Ответ пришел обоим одновременно, но первым заговорил Хачиун:
— Тэмуге с радостью возьмется за эту работу, ты же знаешь. — Чингис ничего не ответил, и Хачиун, не услышав возражений, продолжил: — Наш брат в отличие от других не станет у тебя воровать или злоупотреблять властью. Дай ему какой-нибудь титул, вроде «распорядитель торговлей», и через несколько дней он будет управлять жизнью в улусе. — Увидев, что Чингис не слишком впечатлен его доводами, Хачиун избрал другую тактику: — Может, тогда Тэмуге будет проводить меньше времени с Кокэчу.
Чингис задумался, затем посмотрел на людей, ждущих, когда он поднимется. Мысленно вернулся к разговору с Ченом И в Баотоу. В глубине души ему хотелось самому принимать все решения, но он понимал, что нужно думать о предстоящей войне.
— Ну, ладно, — неохотно произнес он. — Скажи Тэмуге, что он будет разрешать споры в течение года. Я пошлю ему троих воинов, искалеченных в боях, пусть помогают. Хачиун, нужно, чтобы один из них был твоим человеком и докладывал тебе обо всем. Нашему братцу представится немало возможностей нагреть руки. Пусть немного поживится, но я хочу знать, если он станет чересчур корыстолюбив. — Чингис помолчал, затем предупредил брата: — Не забудь передать ему, что к новой работе Кокэчу не имеет никакого отношения. — Он еще раз вздохнул. — А что будем делать, если Тэмуге откажется?

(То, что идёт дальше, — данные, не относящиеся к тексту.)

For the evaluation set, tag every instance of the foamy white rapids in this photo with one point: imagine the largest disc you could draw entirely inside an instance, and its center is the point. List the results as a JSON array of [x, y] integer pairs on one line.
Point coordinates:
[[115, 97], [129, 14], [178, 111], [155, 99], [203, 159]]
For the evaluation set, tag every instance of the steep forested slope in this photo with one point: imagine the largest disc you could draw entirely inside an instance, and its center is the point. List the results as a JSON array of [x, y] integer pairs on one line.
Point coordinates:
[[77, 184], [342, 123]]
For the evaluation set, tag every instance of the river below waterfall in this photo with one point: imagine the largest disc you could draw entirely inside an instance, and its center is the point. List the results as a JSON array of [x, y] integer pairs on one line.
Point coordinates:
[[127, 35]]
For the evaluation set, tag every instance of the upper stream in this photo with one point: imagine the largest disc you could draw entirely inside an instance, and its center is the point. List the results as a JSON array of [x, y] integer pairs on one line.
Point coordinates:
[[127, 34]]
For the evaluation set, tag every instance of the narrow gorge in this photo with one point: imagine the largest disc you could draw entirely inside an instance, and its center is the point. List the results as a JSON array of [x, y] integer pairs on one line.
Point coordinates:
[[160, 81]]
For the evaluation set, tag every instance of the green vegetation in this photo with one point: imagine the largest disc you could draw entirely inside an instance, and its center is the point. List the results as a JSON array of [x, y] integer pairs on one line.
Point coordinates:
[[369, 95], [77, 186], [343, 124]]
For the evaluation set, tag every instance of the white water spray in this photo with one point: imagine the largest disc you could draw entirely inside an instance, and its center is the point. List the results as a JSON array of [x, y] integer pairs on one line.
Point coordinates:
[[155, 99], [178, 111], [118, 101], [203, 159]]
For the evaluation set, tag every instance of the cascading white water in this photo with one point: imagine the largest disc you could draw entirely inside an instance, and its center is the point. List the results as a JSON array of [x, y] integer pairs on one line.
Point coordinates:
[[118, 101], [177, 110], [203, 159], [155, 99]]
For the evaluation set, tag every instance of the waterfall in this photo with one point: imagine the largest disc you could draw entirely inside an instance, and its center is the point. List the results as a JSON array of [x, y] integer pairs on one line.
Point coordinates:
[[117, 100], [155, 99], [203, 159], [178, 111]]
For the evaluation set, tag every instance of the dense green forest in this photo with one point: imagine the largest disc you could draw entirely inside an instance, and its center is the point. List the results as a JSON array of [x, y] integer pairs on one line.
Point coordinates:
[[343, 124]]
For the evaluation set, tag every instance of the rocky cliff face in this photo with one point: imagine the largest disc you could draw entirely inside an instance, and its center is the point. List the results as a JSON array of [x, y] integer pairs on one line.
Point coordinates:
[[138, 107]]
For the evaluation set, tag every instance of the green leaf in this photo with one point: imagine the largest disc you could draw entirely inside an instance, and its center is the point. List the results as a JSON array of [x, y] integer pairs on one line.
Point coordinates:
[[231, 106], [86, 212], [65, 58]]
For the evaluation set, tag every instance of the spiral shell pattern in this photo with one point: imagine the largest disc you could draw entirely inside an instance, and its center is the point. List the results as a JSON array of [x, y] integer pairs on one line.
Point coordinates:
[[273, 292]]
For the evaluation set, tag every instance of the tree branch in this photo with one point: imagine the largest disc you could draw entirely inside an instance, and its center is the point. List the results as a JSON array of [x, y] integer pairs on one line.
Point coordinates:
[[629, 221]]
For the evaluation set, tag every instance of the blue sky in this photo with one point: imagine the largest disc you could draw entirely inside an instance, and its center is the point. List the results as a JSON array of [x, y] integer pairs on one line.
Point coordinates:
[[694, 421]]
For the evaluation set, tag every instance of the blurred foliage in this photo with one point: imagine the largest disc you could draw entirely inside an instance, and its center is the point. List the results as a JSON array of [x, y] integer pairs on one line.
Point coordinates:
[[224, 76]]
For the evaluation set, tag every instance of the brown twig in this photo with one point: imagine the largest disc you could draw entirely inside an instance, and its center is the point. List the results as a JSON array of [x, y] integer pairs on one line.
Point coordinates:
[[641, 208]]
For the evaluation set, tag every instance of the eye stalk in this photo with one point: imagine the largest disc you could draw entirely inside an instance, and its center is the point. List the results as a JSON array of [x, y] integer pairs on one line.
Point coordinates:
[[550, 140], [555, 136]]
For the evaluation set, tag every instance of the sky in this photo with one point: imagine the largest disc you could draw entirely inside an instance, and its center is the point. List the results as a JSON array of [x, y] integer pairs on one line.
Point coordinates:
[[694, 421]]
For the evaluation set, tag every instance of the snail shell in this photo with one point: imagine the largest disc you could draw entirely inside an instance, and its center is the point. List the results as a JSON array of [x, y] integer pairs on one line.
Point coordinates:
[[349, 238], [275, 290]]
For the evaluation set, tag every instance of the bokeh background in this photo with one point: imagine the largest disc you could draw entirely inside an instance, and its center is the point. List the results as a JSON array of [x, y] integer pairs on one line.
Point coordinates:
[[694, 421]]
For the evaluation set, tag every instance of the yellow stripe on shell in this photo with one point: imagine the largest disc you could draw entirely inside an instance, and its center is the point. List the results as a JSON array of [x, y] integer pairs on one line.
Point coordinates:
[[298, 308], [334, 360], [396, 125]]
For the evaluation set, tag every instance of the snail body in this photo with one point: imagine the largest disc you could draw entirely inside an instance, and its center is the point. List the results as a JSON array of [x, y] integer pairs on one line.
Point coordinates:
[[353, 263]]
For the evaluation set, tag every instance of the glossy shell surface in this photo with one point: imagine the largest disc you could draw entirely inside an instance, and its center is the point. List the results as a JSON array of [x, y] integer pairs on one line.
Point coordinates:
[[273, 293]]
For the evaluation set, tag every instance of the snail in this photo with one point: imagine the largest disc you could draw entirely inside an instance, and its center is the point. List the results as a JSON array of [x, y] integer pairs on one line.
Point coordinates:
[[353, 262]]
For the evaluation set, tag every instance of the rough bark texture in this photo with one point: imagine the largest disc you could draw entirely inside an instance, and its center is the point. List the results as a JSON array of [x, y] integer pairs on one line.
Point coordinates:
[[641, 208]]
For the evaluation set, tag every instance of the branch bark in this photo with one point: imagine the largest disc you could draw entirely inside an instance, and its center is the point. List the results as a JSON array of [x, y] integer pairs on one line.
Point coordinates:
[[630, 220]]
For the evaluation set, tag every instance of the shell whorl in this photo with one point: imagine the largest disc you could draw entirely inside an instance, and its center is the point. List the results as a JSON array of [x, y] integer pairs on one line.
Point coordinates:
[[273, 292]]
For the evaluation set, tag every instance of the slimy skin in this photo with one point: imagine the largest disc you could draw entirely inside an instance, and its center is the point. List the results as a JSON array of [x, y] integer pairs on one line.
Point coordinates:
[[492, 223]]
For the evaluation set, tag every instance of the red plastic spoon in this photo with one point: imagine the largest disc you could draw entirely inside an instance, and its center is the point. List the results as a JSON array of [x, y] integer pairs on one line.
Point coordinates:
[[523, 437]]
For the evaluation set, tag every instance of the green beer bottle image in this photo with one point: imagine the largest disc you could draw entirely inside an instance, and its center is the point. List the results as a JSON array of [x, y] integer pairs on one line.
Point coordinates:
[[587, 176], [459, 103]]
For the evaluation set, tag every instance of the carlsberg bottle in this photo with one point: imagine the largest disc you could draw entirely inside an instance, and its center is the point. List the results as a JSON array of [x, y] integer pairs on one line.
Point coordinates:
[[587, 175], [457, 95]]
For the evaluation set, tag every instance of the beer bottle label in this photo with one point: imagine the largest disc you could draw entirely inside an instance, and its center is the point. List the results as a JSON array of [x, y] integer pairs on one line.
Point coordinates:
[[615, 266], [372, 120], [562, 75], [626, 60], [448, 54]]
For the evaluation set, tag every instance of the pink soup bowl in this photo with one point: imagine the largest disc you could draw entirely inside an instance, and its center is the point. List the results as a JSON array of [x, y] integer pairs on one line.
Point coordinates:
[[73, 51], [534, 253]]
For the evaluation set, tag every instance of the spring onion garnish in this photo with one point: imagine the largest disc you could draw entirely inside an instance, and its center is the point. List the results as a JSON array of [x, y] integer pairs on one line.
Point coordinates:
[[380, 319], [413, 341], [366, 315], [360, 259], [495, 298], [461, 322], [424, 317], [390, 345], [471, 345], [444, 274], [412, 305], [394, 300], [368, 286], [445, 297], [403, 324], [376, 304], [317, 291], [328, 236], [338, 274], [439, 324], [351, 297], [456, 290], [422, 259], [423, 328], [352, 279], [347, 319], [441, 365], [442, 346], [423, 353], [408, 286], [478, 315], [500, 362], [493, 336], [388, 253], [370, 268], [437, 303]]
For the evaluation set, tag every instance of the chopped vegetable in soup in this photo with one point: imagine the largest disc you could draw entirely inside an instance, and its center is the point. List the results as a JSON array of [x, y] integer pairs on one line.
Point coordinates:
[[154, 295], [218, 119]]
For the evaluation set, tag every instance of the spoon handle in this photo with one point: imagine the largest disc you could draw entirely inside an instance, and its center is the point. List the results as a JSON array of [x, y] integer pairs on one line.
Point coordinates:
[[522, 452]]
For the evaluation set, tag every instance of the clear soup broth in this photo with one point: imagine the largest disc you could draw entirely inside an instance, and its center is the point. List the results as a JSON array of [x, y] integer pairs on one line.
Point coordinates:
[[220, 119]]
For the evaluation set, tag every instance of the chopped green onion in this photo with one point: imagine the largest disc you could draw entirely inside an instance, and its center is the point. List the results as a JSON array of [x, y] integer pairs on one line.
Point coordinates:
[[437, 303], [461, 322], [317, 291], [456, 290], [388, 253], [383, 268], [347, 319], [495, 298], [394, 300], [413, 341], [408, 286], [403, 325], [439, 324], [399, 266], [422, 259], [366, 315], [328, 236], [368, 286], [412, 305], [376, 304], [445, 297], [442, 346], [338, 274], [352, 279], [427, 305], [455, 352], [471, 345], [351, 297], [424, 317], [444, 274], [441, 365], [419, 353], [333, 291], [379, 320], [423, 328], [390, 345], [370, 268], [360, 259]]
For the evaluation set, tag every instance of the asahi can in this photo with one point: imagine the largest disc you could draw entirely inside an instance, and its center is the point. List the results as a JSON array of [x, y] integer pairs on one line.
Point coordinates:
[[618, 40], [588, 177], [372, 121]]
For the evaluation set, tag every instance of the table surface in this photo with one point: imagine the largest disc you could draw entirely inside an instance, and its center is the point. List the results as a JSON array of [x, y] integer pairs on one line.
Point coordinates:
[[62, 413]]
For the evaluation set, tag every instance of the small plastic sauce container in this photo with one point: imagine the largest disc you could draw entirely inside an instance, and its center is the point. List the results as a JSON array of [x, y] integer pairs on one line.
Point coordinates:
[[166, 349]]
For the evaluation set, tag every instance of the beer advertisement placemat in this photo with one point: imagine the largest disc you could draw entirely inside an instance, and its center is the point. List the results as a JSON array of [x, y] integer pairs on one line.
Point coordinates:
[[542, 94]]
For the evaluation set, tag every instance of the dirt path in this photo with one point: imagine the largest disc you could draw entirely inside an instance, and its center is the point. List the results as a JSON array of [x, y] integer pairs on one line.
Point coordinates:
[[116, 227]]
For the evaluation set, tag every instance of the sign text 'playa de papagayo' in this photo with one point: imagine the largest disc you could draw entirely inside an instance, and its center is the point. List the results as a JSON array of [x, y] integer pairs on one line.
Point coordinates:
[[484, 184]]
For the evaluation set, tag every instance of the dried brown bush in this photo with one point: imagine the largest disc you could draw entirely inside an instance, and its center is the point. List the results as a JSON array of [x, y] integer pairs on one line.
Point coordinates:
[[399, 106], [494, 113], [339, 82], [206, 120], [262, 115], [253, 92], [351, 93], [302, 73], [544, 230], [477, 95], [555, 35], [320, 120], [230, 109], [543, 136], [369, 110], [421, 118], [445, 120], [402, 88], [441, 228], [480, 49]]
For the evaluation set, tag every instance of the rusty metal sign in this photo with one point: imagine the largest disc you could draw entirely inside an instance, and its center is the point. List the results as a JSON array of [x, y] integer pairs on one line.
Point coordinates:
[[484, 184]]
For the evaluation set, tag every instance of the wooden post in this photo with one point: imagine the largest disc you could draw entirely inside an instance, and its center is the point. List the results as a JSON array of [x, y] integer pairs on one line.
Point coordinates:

— Не откажется, — заверил Хачиун. — Он умен и изворотлив, а новое назначение даст ему власть, о которой он мечтает.
— В Цзинь есть судьи, которые следят за соблюдением законов и решают споры, — сказал Чингис, глядя вдаль. — Интересно, монголы когда-нибудь согласятся, чтобы у них были судьи?
— Не из нашего рода? — спросил Хачиун. — Только очень храбрый человек возьмется улаживать кровные распри, какой бы ни дать ему титул. Отправлю-ка я к Тэмуге еще дюжину нукеров — с наших людей станется выстрелить ему в спину, если что не так. Он ведь не их хан.
— Тэмуге защитят злые духи, поймают стрелу на лету, — усмехнулся Чингис. — Ты же слышал, как о нем говорят? Еще хуже, чем о Кокэчу. Иногда мне кажется, мой шаман сам не понимает, что наделал.
— Мы потомки ханов, брат. И правим везде, где оказываемся.
Чингис хлопнул его по спине:
— Посмотрим, согласен ли с тобой цзиньский император. Может, увидев нас, он велит своему войску сдаться.
— Значит, в этом году, брат? Зимой? Похоже, скоро выпадет снег.
— Здесь нельзя оставаться надолго, нужны хорошие пастбища. Я должен срочно принять решение. Не хочется уходить, так и не потревожив цзиньских воинов у этой Барсучьей Пасти. Во время холодов им придется туго, а мы мороза не боимся.
— Верно. Да только цзиньцы укрепят перевал, воткнут в землю острые колья, выкопают рвы… В общем, сделают все, что можно, — возразил Хачиун. — Нам будет нелегко.
Чингис пристально посмотрел на брата, и тот поспешно перевел взгляд на горы, которые им предстояло преодолеть.
— Цзиньцы слишком самонадеянны, Хачиун. Они уже допустили ошибку, позволив нам узнать, где они находятся, — сказал хан. — Они хотят, чтобы мы пошли в наступление там, где они нас ждут. Меня не остановила их стена. Войско и горы тоже не остановят.
Хачиун улыбнулся: он знал, о чем думает брат.
— Я видел, что ты послал лазутчиков в горы. Странно, если предполагается, что мы примем бой на перевале.
— Они думают, что эти горы непреодолимы, — криво ухмыльнулся Чингис. — Вдоль хребта тянется еще одна стена, но возле самых высоких пиков ее нет. Видно, цзиньцы считают их слишком опасными. — Презрительно фыркнув, хан продолжил: — Может, для цзиньских воинов они и опасны и холодны, только мы-то родились в снегу. Помню, отец выгонял меня голым на мороз, когда мне было всего восемь. Цзиньская зима для нас не помеха, и внутренняя стена — тоже.